Floodgates Open for the Industrial Internet
So far, the story surrounding the industrial Internet has been centered around GE, and their plans to infuse their factories with thousands of sensors that will gather data throughout the manufacturing process and beyond.
But after record-breaking floods from Hurricane Sandy took their toll on New York and New Jersey, environmental and civil engineers have found a new application for the Internet-connected sensor system.
Reports of week-long power outages and flooded streets were among the top stories during the aftermath of Sandy. The devastation was significant, but with Climate Central’s recent report that 11 billion gallons of sewage flooded into waterways during the storm, it’s clear that the Sandy’s effects were much worse than once thought.
“This record storm revealed how vulnerable the sewage and wastewater treatment system is to major coastal flooding,” says Alyson Kenward, lead author of the report.
Although the threat of overflowing sewers is not new to city planners. Starting in the 1990s, major cities agreed to overhaul their sewage pipelines from “combined” sewer systems that carry waste and stormwater through a single pipe to a system that separates the two and is prepared to be taxed during storms such as Sandy.
But some municipalities sought more aggressive measures to keep sewage at bay when storms roll in, which is where the industrial Internet enters the picture. In places such as these, city planners are looking to make their existing sewage systems “smarter,” before having to resort to rebuilding the system from the ground up.
Here, a combination of sensors, real-time monitoring and the cloud are converging to help cities better manage their water levels and even divert runoff before it makes it to the sewer system.
To do this, sensors in sewage pipes, bioretention systems and rainwater harvesting tanks read water levels and uploaded to a cloud-based data management system. With the help of weather forecasts, the system is able to make decisions about when water should be stored or released to best cope with current and future weather conditions.
While time will tell what the ideal sewage system is, Philadelphia and Chicago serve as excellent illustrations of what investments are necessary for each setup, with Philadelphia looking to turn their existing system “green,” while Chicago is completely rebuilding its infrastructure to separate the sewage from the floodwater.
In the past five years, Philadelphia has looked to solutions such as rainwater capture, green roofs, extended curbs and bioswales, topped off with sensors placed in 164 locations to monitor water levels.
Over the next 25 years, the city plans to invest an additional $2 billion in green infrastructure to manage their stormwater, which Philadelphia has estimated to cost less than revamping their system by building “gray” pipes and tunnels.
On the other hand, Chicago is budgeting $3 billion over the next 15 years for such a “gray” overhaul.

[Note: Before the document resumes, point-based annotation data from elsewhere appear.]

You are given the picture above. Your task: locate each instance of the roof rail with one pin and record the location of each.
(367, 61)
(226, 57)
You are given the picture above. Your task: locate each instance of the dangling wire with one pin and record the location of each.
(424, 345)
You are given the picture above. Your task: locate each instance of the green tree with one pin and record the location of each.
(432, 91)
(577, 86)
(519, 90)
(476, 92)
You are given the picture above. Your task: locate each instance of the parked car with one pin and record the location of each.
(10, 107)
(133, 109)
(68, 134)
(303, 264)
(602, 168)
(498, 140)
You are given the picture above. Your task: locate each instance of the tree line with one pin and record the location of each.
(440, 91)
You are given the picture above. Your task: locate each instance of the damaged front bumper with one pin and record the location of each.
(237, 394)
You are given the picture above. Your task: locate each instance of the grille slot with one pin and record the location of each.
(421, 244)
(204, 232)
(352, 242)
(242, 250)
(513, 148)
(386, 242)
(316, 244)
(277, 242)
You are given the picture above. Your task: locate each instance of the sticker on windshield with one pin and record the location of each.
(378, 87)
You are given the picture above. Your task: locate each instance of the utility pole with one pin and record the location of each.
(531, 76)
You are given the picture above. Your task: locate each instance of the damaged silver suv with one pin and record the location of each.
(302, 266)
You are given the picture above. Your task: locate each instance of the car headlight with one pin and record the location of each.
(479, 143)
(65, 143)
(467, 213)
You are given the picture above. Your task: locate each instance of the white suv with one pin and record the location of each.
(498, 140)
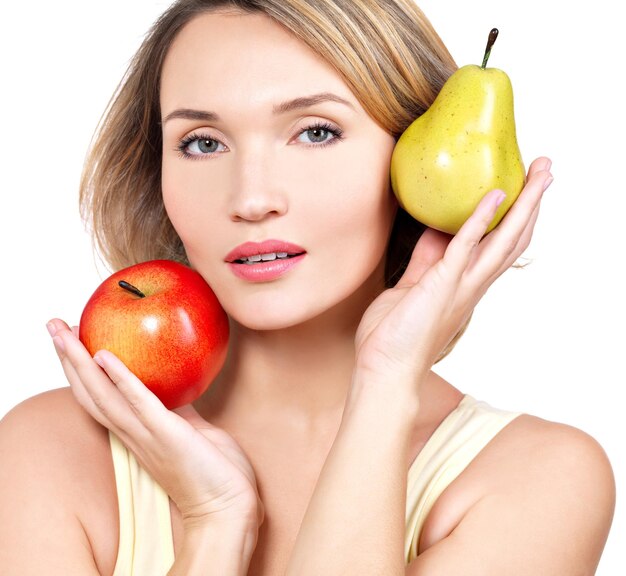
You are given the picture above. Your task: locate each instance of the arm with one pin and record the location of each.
(355, 520)
(544, 506)
(40, 527)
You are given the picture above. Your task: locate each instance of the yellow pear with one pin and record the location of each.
(462, 147)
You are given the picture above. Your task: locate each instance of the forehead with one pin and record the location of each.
(235, 59)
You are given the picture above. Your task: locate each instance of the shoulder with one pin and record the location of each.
(51, 426)
(56, 458)
(50, 441)
(538, 485)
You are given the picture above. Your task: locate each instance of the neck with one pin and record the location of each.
(301, 373)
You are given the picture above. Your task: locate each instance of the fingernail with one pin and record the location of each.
(58, 342)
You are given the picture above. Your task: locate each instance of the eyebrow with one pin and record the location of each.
(290, 105)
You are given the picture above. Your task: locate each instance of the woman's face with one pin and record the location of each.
(268, 155)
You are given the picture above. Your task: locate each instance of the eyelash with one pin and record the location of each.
(337, 133)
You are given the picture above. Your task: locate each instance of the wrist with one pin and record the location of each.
(222, 547)
(399, 395)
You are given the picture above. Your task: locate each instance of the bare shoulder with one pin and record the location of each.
(57, 486)
(541, 492)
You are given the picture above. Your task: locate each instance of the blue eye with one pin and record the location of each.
(198, 145)
(321, 134)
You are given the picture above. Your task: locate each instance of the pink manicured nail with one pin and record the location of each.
(51, 328)
(58, 342)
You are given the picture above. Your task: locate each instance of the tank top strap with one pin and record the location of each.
(450, 449)
(145, 543)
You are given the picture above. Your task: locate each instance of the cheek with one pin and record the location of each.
(358, 201)
(184, 199)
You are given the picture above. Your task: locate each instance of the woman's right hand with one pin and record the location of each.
(201, 467)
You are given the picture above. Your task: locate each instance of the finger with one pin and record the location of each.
(110, 408)
(144, 404)
(76, 385)
(429, 249)
(539, 164)
(506, 242)
(462, 247)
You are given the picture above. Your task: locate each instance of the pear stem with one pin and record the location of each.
(132, 289)
(490, 42)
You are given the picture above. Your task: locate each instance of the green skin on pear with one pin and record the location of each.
(462, 147)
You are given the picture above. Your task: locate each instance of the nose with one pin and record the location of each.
(257, 189)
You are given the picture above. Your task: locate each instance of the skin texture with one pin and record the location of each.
(313, 357)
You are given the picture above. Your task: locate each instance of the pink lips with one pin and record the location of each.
(264, 261)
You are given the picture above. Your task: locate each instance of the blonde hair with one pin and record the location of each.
(386, 51)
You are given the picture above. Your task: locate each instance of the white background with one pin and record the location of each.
(548, 339)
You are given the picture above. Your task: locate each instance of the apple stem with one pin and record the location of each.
(490, 42)
(131, 288)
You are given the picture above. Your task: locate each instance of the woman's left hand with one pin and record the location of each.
(406, 329)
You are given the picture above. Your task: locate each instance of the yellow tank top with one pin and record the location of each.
(146, 545)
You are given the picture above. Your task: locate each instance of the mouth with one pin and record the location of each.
(251, 253)
(260, 258)
(264, 261)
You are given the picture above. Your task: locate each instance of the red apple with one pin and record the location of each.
(165, 323)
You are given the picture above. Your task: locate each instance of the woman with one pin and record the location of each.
(326, 445)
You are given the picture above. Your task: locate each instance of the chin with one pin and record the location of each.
(275, 317)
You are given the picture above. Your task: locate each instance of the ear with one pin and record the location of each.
(429, 249)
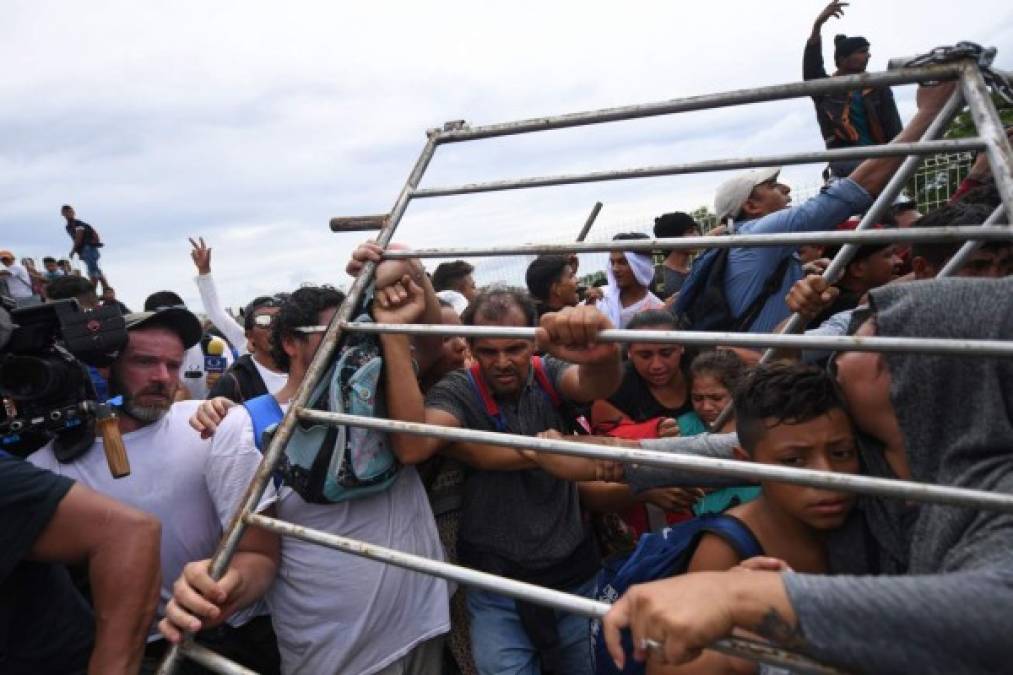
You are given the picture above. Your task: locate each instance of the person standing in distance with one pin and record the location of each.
(86, 244)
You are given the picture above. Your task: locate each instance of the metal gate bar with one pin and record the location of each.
(752, 471)
(946, 346)
(930, 73)
(835, 271)
(747, 649)
(992, 140)
(861, 152)
(956, 233)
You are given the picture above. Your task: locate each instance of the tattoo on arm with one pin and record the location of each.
(774, 627)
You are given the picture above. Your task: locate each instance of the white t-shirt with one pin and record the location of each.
(334, 612)
(192, 373)
(177, 477)
(18, 282)
(274, 381)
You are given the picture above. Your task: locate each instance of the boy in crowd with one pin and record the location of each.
(676, 266)
(787, 415)
(938, 419)
(456, 276)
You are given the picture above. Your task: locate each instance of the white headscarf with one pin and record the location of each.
(612, 306)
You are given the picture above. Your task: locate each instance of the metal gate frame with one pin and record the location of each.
(991, 138)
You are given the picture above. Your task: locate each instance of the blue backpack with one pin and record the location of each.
(659, 555)
(327, 464)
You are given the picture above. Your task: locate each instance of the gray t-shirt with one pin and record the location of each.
(528, 517)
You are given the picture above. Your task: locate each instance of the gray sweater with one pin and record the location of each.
(953, 612)
(942, 600)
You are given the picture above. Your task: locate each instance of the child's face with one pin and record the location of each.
(826, 443)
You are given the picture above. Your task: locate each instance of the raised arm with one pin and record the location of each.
(427, 348)
(570, 334)
(121, 546)
(873, 174)
(812, 65)
(235, 333)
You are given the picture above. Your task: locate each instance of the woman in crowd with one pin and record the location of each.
(714, 377)
(628, 292)
(654, 383)
(652, 401)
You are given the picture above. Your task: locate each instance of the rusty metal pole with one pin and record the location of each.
(591, 221)
(990, 129)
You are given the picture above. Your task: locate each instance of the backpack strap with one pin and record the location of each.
(748, 317)
(264, 413)
(485, 396)
(577, 421)
(734, 533)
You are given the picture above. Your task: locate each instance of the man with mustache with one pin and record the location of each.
(517, 520)
(173, 476)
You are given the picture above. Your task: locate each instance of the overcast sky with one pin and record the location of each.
(253, 123)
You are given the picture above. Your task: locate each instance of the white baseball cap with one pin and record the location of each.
(731, 194)
(456, 300)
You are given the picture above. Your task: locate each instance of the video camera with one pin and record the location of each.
(45, 383)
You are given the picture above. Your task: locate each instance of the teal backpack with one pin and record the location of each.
(328, 464)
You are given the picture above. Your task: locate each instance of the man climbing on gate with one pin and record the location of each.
(861, 117)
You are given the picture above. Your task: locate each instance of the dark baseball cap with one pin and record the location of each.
(178, 319)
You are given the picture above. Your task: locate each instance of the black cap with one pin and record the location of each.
(179, 320)
(844, 47)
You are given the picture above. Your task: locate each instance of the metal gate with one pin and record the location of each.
(972, 90)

Key projects will include three reservoirs and 109 miles of tunnels to accommodate 17 billion gallons of floodwater and sewage.
South Bend, Indiana was on the verge of adopting a similar plan to Chicago’s until they realized that a $6 million sensor investment could save them $120 million during the building process. The battery-operated sensors were installed by EmNet near key hydraulic bottlenecks, where they collect capacity data and funnel them into an operator dashboard.
The benefits of this sensor network have already proven similar to other systems, such as GE Proficy Mobile. Instead of relying on workers to go out into the field to check the status of, say, a manhole cover, the dashboard is able to alert the city to potential obstructions or broken infrastructure by itself, cutting down on time and labor.
While there’s no promise with either system to eliminate the chances of overflows altogether, Marcus Quigley of Geosyntec Consultants said in an interview with the Txchnologist that green solutions offer the additional perk of improved air quality and property values. And while Hurricane Sandy may have been an outlier as far as her size and devastation, there will be other storms that are sure to put these systems to the test.